Когда Виктор сильно волновался, он бледнел. Вот и сейчас я видел, как кровь отлила от его щек, а глаза сузились. В такие минуты он мог наделать черт те что. Поэтому, когда он сказал, что пойдет к Миловскому, я решил идти вместе с ним.
Начальник уголовного розыска Сергей Арнольдович Миловский был в недалеком прошлом присяжным поверенным и, видимо, неплохим адвокатом. Во всяком случае, его фамилия в свое время частенько мелькала в газетах в разделе судебной хроники. Мужчина он был, что называется, видный. Густые волнистые волосы с проседью, «волевой» подбородок, под упругими дугами бровей – великолепные глаза трагика. Короче говоря, на присяжных он должен был производить сильное впечатление. Но в уголовном розыске его не то чтобы не уважали, а как-то не принимали всерьез. Когда мы зашли в кабинет Миловского, он просматривал какие-то бумаги.
– Вам некогда, Сергей Арнольдович? – спросил я.
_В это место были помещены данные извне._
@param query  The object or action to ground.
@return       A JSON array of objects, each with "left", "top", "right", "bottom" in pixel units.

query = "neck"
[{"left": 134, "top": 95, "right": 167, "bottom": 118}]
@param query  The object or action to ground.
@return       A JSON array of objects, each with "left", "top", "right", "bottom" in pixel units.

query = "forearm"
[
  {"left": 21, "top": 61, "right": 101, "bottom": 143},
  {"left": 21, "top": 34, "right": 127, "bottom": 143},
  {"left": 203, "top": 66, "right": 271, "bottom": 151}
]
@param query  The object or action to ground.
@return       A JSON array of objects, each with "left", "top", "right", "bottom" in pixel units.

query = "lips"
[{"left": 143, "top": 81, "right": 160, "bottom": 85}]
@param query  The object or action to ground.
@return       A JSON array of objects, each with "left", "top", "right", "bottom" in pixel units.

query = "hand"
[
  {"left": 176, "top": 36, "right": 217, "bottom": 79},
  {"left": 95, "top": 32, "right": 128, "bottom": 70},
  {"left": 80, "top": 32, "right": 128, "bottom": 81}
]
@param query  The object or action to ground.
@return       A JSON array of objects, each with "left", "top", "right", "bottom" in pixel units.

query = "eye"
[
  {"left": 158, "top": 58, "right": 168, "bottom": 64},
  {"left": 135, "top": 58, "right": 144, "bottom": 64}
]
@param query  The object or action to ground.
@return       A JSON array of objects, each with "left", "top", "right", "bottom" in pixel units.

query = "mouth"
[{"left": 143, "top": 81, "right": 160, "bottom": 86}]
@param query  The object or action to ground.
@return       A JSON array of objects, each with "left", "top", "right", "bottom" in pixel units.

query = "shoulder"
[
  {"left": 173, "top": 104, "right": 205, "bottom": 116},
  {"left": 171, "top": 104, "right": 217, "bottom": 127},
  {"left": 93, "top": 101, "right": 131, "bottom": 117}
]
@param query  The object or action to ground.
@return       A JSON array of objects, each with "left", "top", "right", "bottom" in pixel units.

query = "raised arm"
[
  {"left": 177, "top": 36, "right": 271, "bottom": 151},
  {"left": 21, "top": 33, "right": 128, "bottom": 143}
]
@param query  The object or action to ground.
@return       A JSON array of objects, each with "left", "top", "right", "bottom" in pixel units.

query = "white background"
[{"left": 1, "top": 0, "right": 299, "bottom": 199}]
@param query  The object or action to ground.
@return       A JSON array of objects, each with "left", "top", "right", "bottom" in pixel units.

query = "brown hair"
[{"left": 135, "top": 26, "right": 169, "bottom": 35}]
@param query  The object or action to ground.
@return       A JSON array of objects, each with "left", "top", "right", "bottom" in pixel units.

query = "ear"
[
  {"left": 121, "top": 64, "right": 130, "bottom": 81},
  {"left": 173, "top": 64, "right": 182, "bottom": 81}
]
Зная характер Виктора, я больше всего хотел сейчас избежать этого неприятного разговора.
Но Миловский, положив на бумаги пресс-папье, сказал:
– Писанина подождет. Для сотрудников у меня в сутки выделено ровно… – он сделал короткую эффектную паузу, – двадцать четыре часа.
– Я относительно Арцыгова, – хмуро сказал Виктор.
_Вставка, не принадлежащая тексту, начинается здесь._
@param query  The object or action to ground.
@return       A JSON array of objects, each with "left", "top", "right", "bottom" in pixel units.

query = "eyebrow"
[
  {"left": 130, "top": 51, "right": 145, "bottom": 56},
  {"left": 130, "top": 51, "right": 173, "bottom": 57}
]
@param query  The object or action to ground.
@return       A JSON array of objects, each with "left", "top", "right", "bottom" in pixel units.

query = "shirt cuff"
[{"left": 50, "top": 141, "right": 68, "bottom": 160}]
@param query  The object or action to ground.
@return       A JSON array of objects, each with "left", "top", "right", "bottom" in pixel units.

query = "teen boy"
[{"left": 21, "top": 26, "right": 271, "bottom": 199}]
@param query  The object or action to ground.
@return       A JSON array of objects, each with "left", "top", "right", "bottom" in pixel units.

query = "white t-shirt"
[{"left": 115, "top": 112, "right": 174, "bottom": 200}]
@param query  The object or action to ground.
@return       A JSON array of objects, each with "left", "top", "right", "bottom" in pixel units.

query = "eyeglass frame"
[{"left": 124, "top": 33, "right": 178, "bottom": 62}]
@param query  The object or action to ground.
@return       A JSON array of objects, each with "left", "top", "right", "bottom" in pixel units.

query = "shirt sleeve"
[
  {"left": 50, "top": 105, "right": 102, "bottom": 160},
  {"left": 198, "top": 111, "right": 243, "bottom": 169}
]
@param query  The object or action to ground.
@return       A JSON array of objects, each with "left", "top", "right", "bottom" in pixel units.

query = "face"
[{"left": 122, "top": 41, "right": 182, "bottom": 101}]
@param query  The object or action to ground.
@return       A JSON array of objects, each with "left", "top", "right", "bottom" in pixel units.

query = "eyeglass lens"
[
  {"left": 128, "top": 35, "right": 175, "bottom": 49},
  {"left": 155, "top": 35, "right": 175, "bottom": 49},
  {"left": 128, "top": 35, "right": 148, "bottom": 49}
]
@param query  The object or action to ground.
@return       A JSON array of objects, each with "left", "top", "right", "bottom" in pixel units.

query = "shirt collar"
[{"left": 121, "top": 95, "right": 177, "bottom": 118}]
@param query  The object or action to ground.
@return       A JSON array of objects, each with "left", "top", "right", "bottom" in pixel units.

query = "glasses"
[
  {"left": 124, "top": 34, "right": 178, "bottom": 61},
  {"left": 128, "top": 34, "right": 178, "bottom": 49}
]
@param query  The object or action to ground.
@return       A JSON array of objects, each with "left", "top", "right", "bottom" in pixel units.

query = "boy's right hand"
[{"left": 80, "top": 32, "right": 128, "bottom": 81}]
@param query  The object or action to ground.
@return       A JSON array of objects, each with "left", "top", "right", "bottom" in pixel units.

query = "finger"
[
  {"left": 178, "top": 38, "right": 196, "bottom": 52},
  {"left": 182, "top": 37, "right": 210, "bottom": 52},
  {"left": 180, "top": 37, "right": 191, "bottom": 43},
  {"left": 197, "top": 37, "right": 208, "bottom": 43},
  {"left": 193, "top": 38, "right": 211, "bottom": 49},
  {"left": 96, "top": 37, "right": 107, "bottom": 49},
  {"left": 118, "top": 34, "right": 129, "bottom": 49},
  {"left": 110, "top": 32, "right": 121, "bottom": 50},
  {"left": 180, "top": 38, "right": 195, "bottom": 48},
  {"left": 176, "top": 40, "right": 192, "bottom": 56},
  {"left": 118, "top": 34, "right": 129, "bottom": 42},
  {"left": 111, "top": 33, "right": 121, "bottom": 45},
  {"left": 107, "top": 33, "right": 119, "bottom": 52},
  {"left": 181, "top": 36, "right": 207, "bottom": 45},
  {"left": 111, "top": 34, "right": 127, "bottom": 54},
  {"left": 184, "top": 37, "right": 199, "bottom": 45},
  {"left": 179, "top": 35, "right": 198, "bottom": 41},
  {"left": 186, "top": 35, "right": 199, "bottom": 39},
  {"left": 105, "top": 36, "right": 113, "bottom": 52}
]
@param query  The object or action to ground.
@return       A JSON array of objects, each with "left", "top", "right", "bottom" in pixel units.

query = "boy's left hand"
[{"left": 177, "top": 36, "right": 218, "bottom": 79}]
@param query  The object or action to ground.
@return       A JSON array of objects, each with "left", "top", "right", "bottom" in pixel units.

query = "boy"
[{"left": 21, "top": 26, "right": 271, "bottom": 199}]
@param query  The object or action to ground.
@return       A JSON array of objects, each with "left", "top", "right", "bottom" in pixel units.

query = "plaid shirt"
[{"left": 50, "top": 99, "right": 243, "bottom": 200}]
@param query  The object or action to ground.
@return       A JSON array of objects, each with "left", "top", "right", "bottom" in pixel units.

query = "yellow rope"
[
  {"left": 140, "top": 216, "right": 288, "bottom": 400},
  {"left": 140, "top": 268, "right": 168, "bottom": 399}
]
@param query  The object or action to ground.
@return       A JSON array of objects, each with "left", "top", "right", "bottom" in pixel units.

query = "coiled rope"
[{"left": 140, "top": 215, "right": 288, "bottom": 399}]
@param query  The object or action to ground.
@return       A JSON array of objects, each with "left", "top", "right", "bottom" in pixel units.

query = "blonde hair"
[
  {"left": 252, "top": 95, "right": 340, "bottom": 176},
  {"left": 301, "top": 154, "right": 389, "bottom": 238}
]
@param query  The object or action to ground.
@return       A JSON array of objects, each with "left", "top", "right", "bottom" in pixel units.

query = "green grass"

Миловский слегка приподнял правую бровь. Все его лицо выражало недоумение.
– Арцыгова? – повторил он хорошо поставленным голосом. – Слушаю, товарищ Сухоруков.
– Я читал вашу резолюцию на докладной Горева и не согласен с ней. Арцыгову не место в уголовном розыске.
– Вот как?
– Таких нужно гнать в три шеи.
Миловский внимательно посмотрел на Виктора. Теперь лицо его выражало скорбь. Он покачал головой:
– Не ваши слова, товарищ Сухоруков, не ваши… И это печально, что вы, рабочий парень, повторяете мысли Горева, осколка прошлого режима.
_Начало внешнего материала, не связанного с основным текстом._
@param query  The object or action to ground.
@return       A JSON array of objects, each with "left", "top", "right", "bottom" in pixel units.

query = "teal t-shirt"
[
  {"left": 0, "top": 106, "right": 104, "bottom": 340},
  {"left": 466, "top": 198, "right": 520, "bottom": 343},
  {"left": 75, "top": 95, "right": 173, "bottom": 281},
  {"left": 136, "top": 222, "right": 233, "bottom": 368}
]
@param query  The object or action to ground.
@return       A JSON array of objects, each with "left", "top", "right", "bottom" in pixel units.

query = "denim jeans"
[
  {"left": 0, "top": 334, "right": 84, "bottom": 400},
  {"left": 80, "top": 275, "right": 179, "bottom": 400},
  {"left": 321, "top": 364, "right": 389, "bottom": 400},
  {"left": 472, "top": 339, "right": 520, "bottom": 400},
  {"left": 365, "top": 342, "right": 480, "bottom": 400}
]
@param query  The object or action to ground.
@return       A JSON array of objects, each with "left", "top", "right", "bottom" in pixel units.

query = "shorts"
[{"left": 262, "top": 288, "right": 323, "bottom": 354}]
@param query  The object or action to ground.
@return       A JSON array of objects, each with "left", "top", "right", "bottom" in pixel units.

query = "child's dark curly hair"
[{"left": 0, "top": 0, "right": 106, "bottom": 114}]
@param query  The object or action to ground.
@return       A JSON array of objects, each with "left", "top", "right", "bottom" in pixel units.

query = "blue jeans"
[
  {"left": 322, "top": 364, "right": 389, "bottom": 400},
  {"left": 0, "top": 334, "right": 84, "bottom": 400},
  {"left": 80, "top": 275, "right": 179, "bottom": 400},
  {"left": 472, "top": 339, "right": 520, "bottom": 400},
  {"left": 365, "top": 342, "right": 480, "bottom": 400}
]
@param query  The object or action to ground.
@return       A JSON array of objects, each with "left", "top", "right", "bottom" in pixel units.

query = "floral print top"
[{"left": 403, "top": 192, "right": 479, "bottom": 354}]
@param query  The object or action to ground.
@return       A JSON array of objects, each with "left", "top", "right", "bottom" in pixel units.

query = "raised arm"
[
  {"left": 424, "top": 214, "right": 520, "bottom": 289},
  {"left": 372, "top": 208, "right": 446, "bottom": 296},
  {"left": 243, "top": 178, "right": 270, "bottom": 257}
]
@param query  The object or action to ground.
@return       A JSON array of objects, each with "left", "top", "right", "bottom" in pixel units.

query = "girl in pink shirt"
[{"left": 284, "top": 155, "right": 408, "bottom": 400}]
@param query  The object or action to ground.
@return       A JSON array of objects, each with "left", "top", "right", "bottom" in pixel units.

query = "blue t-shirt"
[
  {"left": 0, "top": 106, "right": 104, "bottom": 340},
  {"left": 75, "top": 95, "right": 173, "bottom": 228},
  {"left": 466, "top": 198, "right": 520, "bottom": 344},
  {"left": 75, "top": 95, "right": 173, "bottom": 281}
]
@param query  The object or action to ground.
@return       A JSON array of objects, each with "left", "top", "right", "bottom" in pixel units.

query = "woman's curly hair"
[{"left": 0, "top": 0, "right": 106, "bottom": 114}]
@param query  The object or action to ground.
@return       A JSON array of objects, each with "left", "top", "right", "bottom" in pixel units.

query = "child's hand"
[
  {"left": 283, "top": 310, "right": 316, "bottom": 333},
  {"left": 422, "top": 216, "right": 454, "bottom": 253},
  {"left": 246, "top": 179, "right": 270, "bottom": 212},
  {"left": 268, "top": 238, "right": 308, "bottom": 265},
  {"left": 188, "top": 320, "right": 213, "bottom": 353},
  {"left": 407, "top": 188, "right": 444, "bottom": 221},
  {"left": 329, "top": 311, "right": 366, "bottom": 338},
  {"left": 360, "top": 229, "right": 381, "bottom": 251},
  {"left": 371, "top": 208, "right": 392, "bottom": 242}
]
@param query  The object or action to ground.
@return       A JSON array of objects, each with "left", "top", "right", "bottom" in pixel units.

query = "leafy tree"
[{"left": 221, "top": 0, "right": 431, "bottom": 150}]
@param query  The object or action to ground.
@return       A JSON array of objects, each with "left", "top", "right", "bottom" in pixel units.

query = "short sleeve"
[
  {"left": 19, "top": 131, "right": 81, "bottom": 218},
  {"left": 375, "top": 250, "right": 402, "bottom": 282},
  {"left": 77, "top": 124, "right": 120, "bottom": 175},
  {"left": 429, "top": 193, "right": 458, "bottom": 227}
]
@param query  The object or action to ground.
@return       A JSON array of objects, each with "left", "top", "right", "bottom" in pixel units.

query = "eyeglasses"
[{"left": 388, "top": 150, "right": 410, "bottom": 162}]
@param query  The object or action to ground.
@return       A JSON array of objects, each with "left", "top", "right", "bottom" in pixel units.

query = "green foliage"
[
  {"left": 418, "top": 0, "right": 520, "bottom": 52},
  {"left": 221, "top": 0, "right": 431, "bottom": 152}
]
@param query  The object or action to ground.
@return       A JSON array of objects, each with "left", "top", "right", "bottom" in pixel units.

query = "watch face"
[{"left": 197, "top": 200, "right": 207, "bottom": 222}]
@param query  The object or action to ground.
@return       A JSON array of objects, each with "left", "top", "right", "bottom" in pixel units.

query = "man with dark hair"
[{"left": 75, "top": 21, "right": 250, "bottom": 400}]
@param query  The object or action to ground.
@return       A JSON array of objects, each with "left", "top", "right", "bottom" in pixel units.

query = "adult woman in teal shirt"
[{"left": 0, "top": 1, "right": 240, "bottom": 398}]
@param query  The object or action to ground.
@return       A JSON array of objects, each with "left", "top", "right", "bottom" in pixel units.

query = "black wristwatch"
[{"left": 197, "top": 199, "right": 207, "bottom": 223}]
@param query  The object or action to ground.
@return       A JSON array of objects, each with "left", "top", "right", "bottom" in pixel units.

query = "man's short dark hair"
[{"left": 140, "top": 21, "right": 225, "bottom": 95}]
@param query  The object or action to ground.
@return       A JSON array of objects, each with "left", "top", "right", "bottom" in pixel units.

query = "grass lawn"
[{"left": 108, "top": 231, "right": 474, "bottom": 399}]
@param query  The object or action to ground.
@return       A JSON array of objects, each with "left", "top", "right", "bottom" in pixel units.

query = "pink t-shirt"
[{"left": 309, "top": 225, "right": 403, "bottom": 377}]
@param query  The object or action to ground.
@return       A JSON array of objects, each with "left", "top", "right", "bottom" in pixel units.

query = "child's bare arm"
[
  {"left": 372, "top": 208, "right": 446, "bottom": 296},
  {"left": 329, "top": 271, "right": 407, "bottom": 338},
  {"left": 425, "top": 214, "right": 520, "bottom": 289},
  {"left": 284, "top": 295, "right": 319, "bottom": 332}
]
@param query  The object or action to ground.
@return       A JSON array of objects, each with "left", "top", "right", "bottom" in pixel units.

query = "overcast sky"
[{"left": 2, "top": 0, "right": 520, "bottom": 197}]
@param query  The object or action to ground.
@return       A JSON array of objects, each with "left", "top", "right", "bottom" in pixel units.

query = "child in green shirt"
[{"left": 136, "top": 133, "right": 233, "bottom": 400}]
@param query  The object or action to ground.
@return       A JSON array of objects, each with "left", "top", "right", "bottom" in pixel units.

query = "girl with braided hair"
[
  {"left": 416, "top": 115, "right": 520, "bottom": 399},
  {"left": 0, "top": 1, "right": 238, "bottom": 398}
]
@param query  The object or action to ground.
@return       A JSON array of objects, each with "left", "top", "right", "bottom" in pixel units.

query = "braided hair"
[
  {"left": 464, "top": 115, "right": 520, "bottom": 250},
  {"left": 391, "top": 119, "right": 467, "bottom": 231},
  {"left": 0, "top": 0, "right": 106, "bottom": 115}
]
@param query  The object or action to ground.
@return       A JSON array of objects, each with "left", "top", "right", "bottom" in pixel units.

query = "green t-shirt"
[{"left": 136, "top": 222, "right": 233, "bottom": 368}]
– При чем тут Горев? – грубо сказал Виктор. – Просто я считаю, что в розыске не место бандитам, что должна существовать какая-то законность…
– Какая-то законность? Нет, товарищ Сухоруков, не какая-то, а революционная. Законность, созданная в огне революции, совсем не напоминает слюнявые разглагольствования небезызвестного Кони. Я, разумеется, не оправдываю Арцыгова, но я его понимаю. А вот вас я не могу понять. Революция – это вихрь, ураган. Втиснуть ее в заплесневелые рамки правовых норм и обветшалых догм нельзя. Она богатырь. А попробуйте на богатыря надеть одежду подростка – затрещит по швам. Нельзя к новому применять старые мерки. Исходя из чисто формальной классической логики, переговоры с немцами, например, могут вестись только в одном аспекте: мир или война. – И добавил по-латыни: – Терциум нон датур. Но мы отбрасываем формальную логику и заменяем ее революционной: ни мира, ни войны. Воевать мы не можем, а идти на грабительский мир с империалистами не имеем права, ибо это будет предательством по отношению к мировому пролетариату.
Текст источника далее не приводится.